This week will have been dominated for many families by the A level results – and the anxiety and then either relief or frustration / disappointment / anger.

For others, this would have been a week of holidays away somewhere, a family celebration or gathering, and the disappointment and frustration that it has not happened.

And for many, we are starting to plan for the autumn, whether new schools or college, questions about what will happen, or how we will adapt; and the parish is no exception.

We are concerned that we have not been able to run our Children’s Work as we would like, though we know the online resources are appreciated by many. We – dare we mention the word – need to think about Christmas and what will be possible, and before that Remembrance. We have to hold our Annual Meetings and manage our Finances; we need to plan but so much is provisional or only in pencil.

The idea of the Sabbath day, the seventh day of a week, is that it should be a bit different, a day when we can have a break from work, have time to worship, and have time to rest. Our 24/7 society has rather eroded the idea of a Sabbath Day and the current crisis has left people feeling even less sure what day of the week it is.

When what we plan can only be provisional, and when what is around us is uncertain, we would do well to try and put in place or keep in place the “different day”, the Sabbath day, to help us organise our time, and to recharge our batteries.
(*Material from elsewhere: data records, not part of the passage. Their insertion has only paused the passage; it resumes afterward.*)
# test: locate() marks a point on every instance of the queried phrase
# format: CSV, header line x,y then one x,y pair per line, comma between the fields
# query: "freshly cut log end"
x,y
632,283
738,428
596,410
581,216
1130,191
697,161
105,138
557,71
Easy to say and much harder to do, but if we can keep a day special in the week and keep some time special in each day, time for God, we can feel more rooted, more stable, more anchored.
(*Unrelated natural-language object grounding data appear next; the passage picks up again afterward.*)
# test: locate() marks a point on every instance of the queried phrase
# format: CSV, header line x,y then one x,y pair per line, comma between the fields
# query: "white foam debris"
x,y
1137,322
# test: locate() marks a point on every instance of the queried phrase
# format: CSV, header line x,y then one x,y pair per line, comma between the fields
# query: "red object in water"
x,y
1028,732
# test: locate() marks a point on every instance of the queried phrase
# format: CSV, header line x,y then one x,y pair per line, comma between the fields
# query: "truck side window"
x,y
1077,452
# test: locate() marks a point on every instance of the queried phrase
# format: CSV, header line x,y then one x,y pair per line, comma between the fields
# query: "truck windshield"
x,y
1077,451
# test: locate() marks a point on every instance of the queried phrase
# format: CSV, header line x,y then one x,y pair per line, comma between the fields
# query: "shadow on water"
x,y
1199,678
If we can’t get to church for a service, make a time and keep that time for the online service or for your own prayers. We may not know what will happen in the coming months but we can keep daily and weekly rhythms of quiet / prayer / reflection, and find sustenance and strength in doing so.

In our daily prayers, we have sought guidance and the ability to see God’s paths even in confusion and difficulty.

O let me see your footsteps and in them plant my own
My hope to follow duly is in your strength alone.